- 2 slices bacon, diced
- 1 tablespoon vegetable oil
- 1 green bell pepper, diced
- 1 medium yellow onion, diced
- 1 celery stalk, diced
- 4 cloves garlic, minced
- 2 cans (14.5 ounce) stewed tomatoes
- 1 (8-ounce) can tomato sauce
- 1 tablespoon Worcestershire sauce
- 1½ teaspoons Tony Chacheres or other Cajun seasoning
- 1 teaspoon tabasco sauce
- ½ teaspoon salt
- ½ teaspoon sugar
- ¼ teaspoon dried thyme
- 1 bay leaf
- 1½ pounds peeled medium shrimp
- rice for serving
- green onions and chopped parsley for serving
INSTRUCTIONS:
- In a large pan coated with a little oil, cook bacon until brown and crispy. Remove bacon to a paper-towel lined plate.
- Add 1 tablespoon Vegetable oil to bacon drippings. Heat over medium heat and add green pepper, onion, and celery.
- Cook veggies, stirring occasionally, for 8 to 10 minutes.
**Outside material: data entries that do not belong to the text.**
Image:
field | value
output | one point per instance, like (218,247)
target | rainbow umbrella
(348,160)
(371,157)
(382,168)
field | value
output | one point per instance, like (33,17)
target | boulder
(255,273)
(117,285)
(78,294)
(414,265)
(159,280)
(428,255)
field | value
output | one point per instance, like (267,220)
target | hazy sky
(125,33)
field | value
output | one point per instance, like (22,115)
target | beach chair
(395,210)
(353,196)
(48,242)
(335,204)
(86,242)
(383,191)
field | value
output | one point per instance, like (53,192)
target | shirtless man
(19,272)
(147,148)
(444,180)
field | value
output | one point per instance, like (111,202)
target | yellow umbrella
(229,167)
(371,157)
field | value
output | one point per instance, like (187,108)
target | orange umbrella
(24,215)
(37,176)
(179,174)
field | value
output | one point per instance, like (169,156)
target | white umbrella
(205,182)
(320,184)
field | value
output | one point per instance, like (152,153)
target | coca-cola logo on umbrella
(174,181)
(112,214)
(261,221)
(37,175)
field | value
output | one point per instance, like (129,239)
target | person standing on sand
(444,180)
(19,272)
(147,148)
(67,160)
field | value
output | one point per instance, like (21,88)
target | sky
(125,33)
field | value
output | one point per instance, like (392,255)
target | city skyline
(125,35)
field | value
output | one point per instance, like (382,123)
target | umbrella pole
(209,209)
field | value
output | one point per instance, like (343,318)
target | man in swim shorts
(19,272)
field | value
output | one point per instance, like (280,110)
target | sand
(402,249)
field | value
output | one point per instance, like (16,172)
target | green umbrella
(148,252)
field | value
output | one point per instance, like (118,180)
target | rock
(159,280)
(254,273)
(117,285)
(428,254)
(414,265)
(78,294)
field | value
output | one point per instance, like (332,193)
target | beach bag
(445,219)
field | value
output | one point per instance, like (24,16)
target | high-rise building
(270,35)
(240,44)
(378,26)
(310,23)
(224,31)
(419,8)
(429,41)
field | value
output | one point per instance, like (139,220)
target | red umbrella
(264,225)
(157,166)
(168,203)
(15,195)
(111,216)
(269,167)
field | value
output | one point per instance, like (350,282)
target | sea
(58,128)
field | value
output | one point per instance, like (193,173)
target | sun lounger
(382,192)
- Add garlic and cook 1 more minute.
- Add all remaining ingredients EXCEPT shrimp, rice, green onions, and parsley. Simmer until slightly thickened, about 20 minutes.
- Remove bay leaf and serve over rice. Top with green onion and parsley.
- Add shrimp and cook until shrimp is cooked, about 2 minutes. Stir in cooked bacon.